Kurz vor Filmbeginn spricht der Bürgermeister ein paar einleitende Worte: Ehrengäste werden begrüßt und die Regisseurin vorgestellt – für die wenigen, die sie nicht kennen. Als Teresa Distelberger an diesem Abend die Bühne betritt, gibt es Applaus. Heute nennt sie Herzogenburg ihren Heimatort. Das war nicht immer so, obwohl sie bereits im Alter von zwei Jahren mit ihren Eltern hierher kam. „Ich habe mich hier nicht gleich willkommen gefühlt. Ich hatte das Gefühl, immer die ,Zuagroaste´ zu bleiben.“ Dieses Problem wird auch im Film thematisiert, ihre erste eigene Lang-Doku, die im Februar 2020 ins Kino kam. Fremde könnten einem Dorf neues Leben einhauchen, aber zu oft wird ihnen mit Feindseligkeit oder Skepsis begegnet.

Für immer die „Zuagroaste”

Retten, was es zu retten gibt

Der Beamer ist aufgebaut und ein kleines Weingut aus der Region schenkt aus. Der laue Abend bietet perfekte Voraussetzungen für das Open-Air-Kino im Innenhof des Kulturzentrums. Es ist 15 Minuten vor Filmbeginn und immer mehr Interessierte treffen ein. Teresa Distelberger lehnt an einem Stehtisch und lächelt Vorbeigehenden immer wieder grüßend zu. Sie habe Herzogenburg früher eindeutig als Dorf wahrgenommen, erzählt sie. Nach der Schule zog es sie wie viele Jugendliche aus kleinen Ortschaften in die Ferne. Sie studierte in Wien, Paris, Lancaster und den Niederlanden.

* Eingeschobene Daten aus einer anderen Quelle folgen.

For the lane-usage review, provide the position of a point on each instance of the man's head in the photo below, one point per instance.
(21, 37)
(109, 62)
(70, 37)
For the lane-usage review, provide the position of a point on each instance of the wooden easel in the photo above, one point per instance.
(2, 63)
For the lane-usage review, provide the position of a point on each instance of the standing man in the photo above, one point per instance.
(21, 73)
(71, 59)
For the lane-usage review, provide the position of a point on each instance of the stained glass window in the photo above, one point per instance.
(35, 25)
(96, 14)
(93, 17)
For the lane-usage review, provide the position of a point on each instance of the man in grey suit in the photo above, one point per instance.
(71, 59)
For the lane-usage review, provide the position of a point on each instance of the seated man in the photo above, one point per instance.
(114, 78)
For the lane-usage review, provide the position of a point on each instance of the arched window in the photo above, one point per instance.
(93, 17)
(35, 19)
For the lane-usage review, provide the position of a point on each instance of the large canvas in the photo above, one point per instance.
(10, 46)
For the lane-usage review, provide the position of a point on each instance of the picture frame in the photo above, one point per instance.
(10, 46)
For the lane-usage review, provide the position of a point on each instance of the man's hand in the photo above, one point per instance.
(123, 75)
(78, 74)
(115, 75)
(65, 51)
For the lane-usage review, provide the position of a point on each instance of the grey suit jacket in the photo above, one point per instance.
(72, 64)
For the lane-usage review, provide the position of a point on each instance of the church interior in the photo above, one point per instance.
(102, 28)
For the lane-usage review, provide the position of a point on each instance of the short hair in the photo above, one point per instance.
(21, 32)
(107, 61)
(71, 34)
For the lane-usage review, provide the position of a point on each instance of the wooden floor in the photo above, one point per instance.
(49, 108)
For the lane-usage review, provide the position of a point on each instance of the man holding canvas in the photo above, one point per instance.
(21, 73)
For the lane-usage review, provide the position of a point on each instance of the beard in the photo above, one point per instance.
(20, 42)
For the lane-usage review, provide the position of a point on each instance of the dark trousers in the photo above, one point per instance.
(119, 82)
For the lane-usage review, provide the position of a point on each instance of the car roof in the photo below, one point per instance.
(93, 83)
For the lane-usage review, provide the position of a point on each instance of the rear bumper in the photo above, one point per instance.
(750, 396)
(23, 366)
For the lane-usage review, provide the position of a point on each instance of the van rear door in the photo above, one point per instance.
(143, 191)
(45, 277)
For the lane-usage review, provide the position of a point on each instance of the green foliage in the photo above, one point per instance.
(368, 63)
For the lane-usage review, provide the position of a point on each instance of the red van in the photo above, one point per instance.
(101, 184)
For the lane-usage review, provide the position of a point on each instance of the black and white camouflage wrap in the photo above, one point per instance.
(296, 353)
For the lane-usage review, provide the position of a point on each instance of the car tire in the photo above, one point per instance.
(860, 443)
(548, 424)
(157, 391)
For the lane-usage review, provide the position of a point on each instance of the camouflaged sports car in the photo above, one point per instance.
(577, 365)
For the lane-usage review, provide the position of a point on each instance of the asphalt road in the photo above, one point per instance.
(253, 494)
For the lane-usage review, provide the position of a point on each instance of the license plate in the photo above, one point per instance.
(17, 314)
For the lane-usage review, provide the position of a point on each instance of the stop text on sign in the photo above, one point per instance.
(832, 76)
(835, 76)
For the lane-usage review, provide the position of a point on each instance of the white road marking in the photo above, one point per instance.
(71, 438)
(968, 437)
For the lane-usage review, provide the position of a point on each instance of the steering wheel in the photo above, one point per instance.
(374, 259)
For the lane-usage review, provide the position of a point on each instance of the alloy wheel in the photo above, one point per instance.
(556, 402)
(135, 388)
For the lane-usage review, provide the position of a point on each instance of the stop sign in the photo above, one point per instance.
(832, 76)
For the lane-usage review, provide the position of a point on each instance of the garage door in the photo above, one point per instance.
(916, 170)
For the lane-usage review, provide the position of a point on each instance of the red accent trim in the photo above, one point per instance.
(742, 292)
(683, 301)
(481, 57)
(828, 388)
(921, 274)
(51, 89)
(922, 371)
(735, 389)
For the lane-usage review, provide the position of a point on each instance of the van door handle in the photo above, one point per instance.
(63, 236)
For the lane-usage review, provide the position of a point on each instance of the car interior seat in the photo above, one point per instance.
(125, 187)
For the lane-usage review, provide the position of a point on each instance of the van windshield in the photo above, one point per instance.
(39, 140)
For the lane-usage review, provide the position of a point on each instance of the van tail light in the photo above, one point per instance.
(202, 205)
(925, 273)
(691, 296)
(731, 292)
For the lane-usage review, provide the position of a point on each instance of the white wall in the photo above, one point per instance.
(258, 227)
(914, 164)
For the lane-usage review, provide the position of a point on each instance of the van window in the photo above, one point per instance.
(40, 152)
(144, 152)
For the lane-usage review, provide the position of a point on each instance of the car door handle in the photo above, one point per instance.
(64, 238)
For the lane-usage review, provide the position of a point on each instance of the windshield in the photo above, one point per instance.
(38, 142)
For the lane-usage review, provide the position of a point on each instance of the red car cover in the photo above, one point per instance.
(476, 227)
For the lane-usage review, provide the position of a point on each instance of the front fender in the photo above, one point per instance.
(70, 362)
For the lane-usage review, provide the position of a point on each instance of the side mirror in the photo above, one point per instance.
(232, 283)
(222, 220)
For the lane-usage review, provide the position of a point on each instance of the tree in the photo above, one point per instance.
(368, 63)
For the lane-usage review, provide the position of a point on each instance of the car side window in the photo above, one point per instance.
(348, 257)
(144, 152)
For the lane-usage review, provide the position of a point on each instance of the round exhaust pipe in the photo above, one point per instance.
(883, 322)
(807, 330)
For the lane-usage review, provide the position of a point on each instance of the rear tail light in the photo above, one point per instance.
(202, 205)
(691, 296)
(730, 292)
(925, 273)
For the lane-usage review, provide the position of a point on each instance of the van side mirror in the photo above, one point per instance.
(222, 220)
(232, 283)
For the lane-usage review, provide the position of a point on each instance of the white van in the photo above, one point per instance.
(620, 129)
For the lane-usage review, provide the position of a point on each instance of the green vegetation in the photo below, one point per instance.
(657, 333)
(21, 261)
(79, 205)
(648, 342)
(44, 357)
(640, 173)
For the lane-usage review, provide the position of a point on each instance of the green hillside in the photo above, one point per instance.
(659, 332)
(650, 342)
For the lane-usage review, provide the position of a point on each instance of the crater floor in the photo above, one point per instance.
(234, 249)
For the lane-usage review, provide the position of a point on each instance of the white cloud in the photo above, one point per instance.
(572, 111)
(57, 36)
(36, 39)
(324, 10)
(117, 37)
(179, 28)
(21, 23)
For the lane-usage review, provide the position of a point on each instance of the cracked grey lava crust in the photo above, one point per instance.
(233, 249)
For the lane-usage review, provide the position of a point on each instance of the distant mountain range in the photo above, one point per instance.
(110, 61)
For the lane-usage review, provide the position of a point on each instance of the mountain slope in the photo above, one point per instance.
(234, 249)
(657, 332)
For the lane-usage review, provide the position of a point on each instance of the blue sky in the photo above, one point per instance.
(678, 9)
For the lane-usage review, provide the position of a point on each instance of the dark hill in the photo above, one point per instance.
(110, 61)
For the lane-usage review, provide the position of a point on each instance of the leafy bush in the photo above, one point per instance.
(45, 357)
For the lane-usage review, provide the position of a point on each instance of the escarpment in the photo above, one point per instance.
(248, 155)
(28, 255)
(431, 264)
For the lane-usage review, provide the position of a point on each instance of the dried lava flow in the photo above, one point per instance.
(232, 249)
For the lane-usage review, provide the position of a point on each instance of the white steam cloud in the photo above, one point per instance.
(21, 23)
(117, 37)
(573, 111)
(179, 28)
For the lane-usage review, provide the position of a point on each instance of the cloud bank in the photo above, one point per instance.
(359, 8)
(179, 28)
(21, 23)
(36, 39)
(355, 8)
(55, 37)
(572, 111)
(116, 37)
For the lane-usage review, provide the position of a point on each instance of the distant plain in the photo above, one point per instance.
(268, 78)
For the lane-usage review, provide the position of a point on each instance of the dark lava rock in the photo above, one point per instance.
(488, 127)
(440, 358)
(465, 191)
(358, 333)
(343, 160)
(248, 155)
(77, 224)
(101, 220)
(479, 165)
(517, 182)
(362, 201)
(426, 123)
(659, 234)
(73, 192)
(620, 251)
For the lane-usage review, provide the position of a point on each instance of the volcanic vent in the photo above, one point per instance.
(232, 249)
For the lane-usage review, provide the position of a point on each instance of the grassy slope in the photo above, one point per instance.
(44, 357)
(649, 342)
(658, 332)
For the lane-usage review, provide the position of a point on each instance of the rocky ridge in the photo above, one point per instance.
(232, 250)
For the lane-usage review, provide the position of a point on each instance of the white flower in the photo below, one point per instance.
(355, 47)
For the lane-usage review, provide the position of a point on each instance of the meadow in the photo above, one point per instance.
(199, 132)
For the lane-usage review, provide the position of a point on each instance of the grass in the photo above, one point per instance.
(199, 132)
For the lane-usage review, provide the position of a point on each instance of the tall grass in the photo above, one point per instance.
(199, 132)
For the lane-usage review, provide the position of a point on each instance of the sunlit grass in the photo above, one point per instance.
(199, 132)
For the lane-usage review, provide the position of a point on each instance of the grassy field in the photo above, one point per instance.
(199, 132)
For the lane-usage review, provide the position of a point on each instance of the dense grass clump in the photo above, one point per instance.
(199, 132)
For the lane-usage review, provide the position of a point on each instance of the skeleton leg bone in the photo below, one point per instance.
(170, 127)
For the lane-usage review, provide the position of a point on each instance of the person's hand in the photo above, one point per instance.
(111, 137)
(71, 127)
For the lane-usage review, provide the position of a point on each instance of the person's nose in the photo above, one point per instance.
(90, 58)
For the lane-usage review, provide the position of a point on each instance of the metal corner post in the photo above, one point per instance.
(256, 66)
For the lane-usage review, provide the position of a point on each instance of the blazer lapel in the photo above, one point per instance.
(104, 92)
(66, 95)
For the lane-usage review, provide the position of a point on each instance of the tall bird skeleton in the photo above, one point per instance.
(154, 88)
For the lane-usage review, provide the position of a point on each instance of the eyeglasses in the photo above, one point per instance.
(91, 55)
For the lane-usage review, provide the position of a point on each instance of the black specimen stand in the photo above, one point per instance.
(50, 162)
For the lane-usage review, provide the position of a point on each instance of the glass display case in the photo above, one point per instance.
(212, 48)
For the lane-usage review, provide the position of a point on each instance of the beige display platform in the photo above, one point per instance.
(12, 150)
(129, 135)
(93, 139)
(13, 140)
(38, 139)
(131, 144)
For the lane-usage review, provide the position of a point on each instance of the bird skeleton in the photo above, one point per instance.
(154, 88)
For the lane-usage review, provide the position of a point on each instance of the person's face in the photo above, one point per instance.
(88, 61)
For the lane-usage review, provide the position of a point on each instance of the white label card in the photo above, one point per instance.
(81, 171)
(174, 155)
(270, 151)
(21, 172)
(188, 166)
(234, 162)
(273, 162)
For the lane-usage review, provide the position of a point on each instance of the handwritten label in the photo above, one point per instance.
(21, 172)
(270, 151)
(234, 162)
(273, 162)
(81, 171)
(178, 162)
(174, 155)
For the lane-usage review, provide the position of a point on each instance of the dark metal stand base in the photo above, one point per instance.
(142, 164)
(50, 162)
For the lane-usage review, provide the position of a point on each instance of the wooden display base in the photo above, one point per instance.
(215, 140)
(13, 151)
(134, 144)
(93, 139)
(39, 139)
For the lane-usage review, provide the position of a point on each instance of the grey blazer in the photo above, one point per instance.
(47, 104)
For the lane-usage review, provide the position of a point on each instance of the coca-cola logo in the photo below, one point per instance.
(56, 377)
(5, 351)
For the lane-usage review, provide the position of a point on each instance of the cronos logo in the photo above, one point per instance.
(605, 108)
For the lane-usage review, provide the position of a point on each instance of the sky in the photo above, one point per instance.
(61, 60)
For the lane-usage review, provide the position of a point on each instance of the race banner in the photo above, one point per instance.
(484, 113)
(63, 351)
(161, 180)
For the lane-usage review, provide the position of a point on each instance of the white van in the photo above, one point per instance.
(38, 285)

Mittlerweile wohnt sie wieder in Wien – für die Arbeit, denn eigentlich würde sie lieber wieder am Land wohnen.

Obwohl 90 Prozent der Fläche Österreichs ländlich geprägt sind, wohnen 60 Prozent der Einwohner*innen in Städten, Tendenz steigend. Dörfer sterben aus. Schnell wird während der Dokumentation klar, was es zu verlieren gibt. Dass mit den Dörfern Tradition, Handwerk, Kultur und Gemeinschaft verschwinden – ein Phänomen, das nicht nur in Österreich, sondern international bemerkbar ist. „Spätestens jetzt“ muss etwas passieren, findet Distelberger, bevor sie die Bühne verlässt. Es ist dunkel geworden – gerade rechtzeitig für den Start der Vorstellung. Kurz vorm Vorspann läuft Distelberger noch einmal geduckt zum Podium. Sie hat ihr Weinglas vergessen. „Sympathisch“, findet ein älterer Herr aus dem Publikum.